# Rufus 11 weeks old + weight at 11 wks?



## melo.rufus (Jun 24, 2016)

Hi everyone. 

Just wanted to give all of you nice people a little update on my Rufus. First thing first, here's a picture of him this morning (he's 11 weeks and 2 days old today). 





He had his second set of vaccines at 10 weeks old and did great. The vet told me, however, that he needed to put on some weight. I started feeding him bigger portions and he has since then gain a little bit of weight.

He now weighs in at 4.082 kg (9 pounds). 

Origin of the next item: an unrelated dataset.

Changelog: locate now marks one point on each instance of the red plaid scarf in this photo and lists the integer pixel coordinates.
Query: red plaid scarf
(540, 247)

Do you remember how much cockapoo weighed at that age (11 weeks) and how much he weighs now? I'm trying to figure out what size (approx) he'll be as an adult... He's half american cocker spaniel and half miniature poodle. I have a feeling he will be quite big.


----------



## Lindor (Feb 3, 2014)

At 12 weeks Maggie was 6.2 lbs and 9 1/2 inches high. Now at 2 years old she is 16 1/2 pounds and 14 1/4 inches high. She's an american cocker/ mini poodle.


----------



## Lexi&Beemer (May 5, 2013)

At 10 weeks, Lexi & Beemer weighed 4lbs and 4lbs 4oz. At 14 weeks they weight 7lbs 2oz and 7lbs 6oz. Full grown they are 20lbs and 23lbs. 

Oh and he reminds me of my babies but longer legs at that age. ADORABLE!



















Sent from my iPhone using Tapatalk


----------



## MHDDOG2016 (Jan 2, 2016)

Jasper is supposed to be 20-25 pounds at adult weight. His mom is American Cocker and his dad Miniature Poodle. 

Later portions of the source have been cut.